The C-suite colleagues seemed happy to blame each other’s departments for this dysfunctional situation too. CFOs cited a lack of financial literacy within IT while CIOs cited a lack of tech literacy within finance as major barriers to the digital transformation of their firms’ finance functions. It’s clear, then, that organisations need to equip both functions with the tools and skills they require to improve interdepartmental cooperation.
Wakeford has a straightforward recommendation for firms seeking to promote a better working relationship between finance and IT.
“It’s important to have people sitting in the CIO’s team who understand finance and people within the CFO’s team who understand the importance of data,” he says. “Having this level of common knowledge can help create a shared language between finance and IT, leading to more effective transformation.”
Getting access to non-financial data, too
Tamsin Ashmore, CFO of IT consultancy Ultima Business Solutions, argues that achieving the right sustainable commercial outcomes is less about aligning finance with IT and more about establishing the latter function as the foundation of business-wide support.
This entails “ensuring that all information and processes are fit for purpose and accessible as needed, forming the basis of intelligent decision-making,” she says. “Fundamentally, this is about the digitalisation of information and how it is used as business intelligence. The true success of business intelligence is how it is integrated across the enterprise. It should capture all data – financial and non-financial – and use this to create insights and even promote a culture of success.”
Ashmore adds that successful CFOs cannot rely on accounting stats alone. “In an agile, disruptive world, it’s the operational data that drives the right finance outputs and longer-term direction,” she says. “The CFO can be successful only if they are fully integrated across the board as a voice of, and to, the team. It is more important than ever to inform broader strategic thinking and influence relationships that matter, whether those are internal or external to the organisation, so that the right tools and insights for decision-making are available.”
Benefits of aligning finance and IT
There are clear benefits for the finance team in working more closely with IT. Improving access to data, and the quality of that data, is a key opportunity for CFOs and CIOs. By rethinking data, technology and skills, finance chiefs can help their businesses to generate and preserve value, according to Wakeford.

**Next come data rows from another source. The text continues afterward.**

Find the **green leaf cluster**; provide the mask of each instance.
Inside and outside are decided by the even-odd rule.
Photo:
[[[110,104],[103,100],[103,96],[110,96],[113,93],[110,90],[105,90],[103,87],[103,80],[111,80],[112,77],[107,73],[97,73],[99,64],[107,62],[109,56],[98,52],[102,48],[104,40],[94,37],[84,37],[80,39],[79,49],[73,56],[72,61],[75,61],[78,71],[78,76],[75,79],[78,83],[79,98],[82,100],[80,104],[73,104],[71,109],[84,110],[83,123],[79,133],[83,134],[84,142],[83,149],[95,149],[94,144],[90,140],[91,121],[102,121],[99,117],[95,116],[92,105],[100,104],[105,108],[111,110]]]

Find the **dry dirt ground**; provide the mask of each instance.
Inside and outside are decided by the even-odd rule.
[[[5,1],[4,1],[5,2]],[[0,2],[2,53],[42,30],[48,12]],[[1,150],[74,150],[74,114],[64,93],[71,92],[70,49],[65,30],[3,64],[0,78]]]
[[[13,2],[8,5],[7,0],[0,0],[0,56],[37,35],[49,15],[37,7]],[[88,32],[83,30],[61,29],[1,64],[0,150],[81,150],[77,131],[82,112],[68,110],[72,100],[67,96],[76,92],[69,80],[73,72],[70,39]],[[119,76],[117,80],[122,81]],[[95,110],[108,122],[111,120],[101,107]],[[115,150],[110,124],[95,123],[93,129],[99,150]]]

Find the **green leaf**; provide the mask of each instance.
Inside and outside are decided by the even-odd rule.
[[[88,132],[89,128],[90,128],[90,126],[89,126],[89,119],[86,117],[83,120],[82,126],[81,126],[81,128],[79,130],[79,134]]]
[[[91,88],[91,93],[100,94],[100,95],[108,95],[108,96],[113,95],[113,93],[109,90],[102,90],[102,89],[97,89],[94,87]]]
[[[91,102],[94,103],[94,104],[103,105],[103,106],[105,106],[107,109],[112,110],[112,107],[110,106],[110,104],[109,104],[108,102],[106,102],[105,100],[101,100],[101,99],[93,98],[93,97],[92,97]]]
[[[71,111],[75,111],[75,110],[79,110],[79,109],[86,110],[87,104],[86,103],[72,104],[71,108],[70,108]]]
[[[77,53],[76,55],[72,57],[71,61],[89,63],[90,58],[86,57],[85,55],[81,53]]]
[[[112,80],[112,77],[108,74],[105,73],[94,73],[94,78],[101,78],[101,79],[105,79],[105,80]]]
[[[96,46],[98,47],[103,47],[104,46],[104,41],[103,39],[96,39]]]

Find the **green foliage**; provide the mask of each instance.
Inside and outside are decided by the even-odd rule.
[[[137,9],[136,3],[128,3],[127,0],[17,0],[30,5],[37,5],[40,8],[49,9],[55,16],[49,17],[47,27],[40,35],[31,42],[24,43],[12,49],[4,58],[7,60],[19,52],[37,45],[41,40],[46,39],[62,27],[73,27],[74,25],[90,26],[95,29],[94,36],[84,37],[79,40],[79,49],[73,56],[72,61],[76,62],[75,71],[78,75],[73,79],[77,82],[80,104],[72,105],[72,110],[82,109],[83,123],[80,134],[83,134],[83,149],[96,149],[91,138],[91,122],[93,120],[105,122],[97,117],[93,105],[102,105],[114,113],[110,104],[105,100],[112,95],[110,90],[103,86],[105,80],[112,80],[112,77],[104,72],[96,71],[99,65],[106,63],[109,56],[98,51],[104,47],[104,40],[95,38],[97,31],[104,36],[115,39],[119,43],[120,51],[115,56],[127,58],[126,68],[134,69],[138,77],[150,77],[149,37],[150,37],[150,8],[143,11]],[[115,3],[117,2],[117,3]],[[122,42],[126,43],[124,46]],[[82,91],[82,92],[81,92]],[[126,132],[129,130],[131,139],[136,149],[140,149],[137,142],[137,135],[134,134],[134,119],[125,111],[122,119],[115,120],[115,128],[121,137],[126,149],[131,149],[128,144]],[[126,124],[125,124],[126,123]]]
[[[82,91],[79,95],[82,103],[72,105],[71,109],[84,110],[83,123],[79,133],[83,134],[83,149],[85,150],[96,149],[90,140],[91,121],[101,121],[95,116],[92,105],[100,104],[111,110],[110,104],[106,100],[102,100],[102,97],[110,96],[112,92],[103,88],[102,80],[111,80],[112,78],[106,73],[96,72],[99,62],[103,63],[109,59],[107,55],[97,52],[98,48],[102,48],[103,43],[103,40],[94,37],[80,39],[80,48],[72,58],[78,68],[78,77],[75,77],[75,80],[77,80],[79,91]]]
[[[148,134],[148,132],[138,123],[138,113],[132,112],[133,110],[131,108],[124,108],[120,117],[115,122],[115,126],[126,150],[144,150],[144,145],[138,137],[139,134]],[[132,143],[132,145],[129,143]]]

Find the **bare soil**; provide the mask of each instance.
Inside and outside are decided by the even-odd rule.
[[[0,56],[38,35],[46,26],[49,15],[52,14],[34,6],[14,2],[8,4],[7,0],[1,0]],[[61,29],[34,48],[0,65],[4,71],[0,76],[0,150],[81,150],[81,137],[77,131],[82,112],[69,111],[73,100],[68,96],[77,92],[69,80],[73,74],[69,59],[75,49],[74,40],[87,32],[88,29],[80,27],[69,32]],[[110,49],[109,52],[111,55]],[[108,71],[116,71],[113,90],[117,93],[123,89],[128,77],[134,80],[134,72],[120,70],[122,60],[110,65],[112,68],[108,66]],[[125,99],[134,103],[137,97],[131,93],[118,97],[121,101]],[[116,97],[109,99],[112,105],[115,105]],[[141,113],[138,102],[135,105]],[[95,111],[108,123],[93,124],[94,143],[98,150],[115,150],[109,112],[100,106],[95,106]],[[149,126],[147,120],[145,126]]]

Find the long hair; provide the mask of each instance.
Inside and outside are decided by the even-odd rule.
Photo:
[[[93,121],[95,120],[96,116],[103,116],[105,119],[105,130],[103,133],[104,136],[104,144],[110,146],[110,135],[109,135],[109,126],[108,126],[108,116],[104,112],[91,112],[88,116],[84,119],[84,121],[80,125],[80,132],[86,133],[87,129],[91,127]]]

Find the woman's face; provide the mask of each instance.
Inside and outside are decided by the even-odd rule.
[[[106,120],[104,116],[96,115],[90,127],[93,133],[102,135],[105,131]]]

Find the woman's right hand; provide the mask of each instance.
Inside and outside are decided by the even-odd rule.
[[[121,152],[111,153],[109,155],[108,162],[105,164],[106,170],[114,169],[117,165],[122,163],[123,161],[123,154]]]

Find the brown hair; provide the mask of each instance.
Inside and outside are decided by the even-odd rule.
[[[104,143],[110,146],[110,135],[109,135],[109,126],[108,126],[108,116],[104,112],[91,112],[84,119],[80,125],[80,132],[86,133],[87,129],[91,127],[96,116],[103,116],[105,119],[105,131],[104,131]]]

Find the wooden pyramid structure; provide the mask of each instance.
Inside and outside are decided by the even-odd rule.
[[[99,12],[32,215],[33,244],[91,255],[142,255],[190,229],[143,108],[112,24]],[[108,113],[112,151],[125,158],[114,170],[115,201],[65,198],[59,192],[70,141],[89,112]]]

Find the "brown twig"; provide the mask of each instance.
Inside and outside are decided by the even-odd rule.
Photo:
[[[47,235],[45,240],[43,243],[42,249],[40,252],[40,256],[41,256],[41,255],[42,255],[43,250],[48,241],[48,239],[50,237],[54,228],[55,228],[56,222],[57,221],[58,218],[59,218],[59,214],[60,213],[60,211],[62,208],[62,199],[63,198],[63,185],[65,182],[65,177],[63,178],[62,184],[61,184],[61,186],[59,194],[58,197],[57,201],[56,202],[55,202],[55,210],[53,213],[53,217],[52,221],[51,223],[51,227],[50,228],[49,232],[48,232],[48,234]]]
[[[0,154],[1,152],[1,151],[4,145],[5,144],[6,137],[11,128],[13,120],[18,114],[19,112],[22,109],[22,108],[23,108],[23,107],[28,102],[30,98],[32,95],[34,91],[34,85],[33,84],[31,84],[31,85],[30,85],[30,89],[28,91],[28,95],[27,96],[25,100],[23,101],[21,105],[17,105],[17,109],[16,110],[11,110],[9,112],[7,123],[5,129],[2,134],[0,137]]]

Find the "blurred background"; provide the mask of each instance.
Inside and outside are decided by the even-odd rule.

“By investing in appropriate systems, CFOs can instantly connect to data from any enterprise management, human capital management or customer relationship management system, so they can unify their ESG and financial metrics. The result is a complete and up-to-date view of performance against all measurement pillars,” he says.
Similarly, cloud-based systems offer agility and can quickly adapt to changes such as the enactment of new regulations.
Bodger says: “Ultimately, both functions exist to support the execution of the company’s strategic goals. The CFO will be looking to the IT team to help solve often complex problems, both in customer-facing operations and in back-office information systems. The benefits of an agile business to the CFO ensure that new opportunities are seized rather than lost because of a potential backlog of IT projects. As we have seen in recent years, those businesses that adapted quickly not only survived; they became market leaders.”
If they can work effectively together, IT and finance have the power to create a new C-suite ‘power couple’ and set the foundations for a data-driven enterprise. Establishing a clearer line of sight between the offices of the CFO and the CIO will give the business access to better, more reliable data that will complement financial information and, ultimately, enable the finance chief to make better decisions.